Sample of filling out form 6
Form 6 forms can be downloaded for free here.
Linking accounting reporting forms for 2021
At this point you need to remember the basic principles and methods of accounting. It is well known that accounting must reliably reflect complete information about the obligations, state of property and capital of the organization and all changes that occur in them. Such control is carried out through a complete, continuous and documentary reflection of all business transactions in the organization on the basis of double entry. This means that each digit in the accounting data is posted to two different accounts, debit and credit. Thanks to this, a balance is achieved when the debit part is always equal to the credit part, if no errors were made. This method naturally concerns accounting results, so all forms of annual financial statements for 2021 are comparable and must be linked to each other. This is, first of all, checked by regulatory authorities when they receive documents from legal entities.
Samples of filling out financial statements in form No. 1 and 2
We will consider the procedure for filling out Form No. 1 “Balance Sheet” and Form No. 2 “Profit and Loss Statement” for accounting accounts.
The figure below shows the procedure for filling out the balance sheet or form No. 1:
Let's consider the procedure for filling out the indicators of the report on financial results or form No. 2. The first section is devoted to income and expenses by type of activity:
The second section discloses information about other operating income and expenses:
Section three is non-operating income and expenses:
Who and when draws up Form 6 balance sheet
Form 6 is submitted as part of the package of general documents for annual reporting. It is presented by enterprises that are classified as non-profits. This document was approved by the 66th Order from the Ministry of Finance. The form must be submitted along with other reporting documents no later than three months after the end of the tax period for which the documentation is prepared.
The reporting form is classified according to OKUD 0710006. The Ministry of Finance on its official resources allows you to download the form and then fill it out by hand or by machine.
The form proposed by the Ministry of Finance is optional and can be adjusted to suit the needs of the enterprise. For example, some sections can be added to it if they are needed.
Structural design
The document contains four sections. Each of them must be filled out. The structural organization is worth taking a closer look at.

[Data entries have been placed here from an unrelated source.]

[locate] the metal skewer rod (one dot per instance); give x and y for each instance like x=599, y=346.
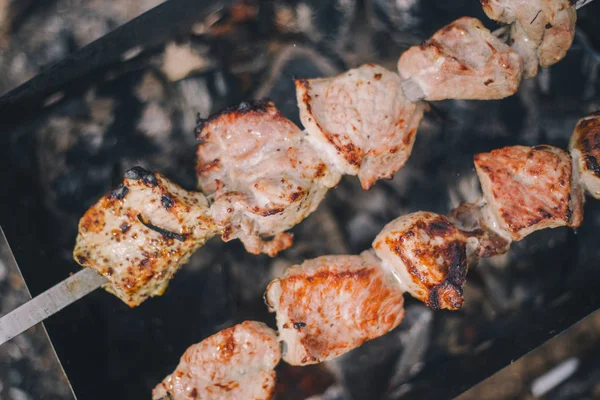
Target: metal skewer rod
x=87, y=280
x=413, y=92
x=49, y=302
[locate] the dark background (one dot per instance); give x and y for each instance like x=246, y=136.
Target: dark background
x=57, y=158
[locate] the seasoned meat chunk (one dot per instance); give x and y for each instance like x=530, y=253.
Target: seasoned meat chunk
x=261, y=174
x=542, y=30
x=237, y=363
x=141, y=233
x=428, y=255
x=463, y=60
x=330, y=305
x=527, y=189
x=585, y=149
x=360, y=120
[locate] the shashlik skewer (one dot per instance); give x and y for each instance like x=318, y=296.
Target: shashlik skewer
x=373, y=162
x=464, y=60
x=263, y=175
x=330, y=305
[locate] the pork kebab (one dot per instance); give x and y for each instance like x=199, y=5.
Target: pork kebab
x=330, y=305
x=262, y=175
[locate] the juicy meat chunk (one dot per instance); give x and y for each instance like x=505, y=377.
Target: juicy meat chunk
x=330, y=305
x=542, y=30
x=141, y=233
x=527, y=189
x=482, y=242
x=236, y=363
x=428, y=255
x=585, y=149
x=463, y=60
x=261, y=174
x=360, y=120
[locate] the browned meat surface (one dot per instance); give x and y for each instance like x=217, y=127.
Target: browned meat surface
x=585, y=149
x=542, y=30
x=360, y=120
x=237, y=363
x=330, y=305
x=481, y=241
x=141, y=233
x=428, y=255
x=261, y=174
x=527, y=189
x=463, y=60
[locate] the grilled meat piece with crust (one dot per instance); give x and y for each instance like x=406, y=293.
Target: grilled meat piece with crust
x=261, y=175
x=237, y=363
x=141, y=233
x=585, y=149
x=360, y=120
x=463, y=60
x=428, y=255
x=330, y=305
x=542, y=30
x=527, y=189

- The 1st part is called “Opening Balance.” It shows what funds the company has from the above sources at the beginning of this tax period, as well as what amount it had at the end of the previous period.
- The 2nd part indicates “Funds Received”. The name speaks for itself; here we display all the financial income of the company.
- The 3rd part is called “Funds Used”. It not only reflects how much was spent, but also the purposes for which the expenses were spent. The list of goals begins with the implementation of targeted types of events, such as charity events, and ends with the costs of retaining the management staff.
- Part 4 “Balance at the end of the year.” This section displays those funds that the company did not use in this reporting period. That is, which remained on the accounts.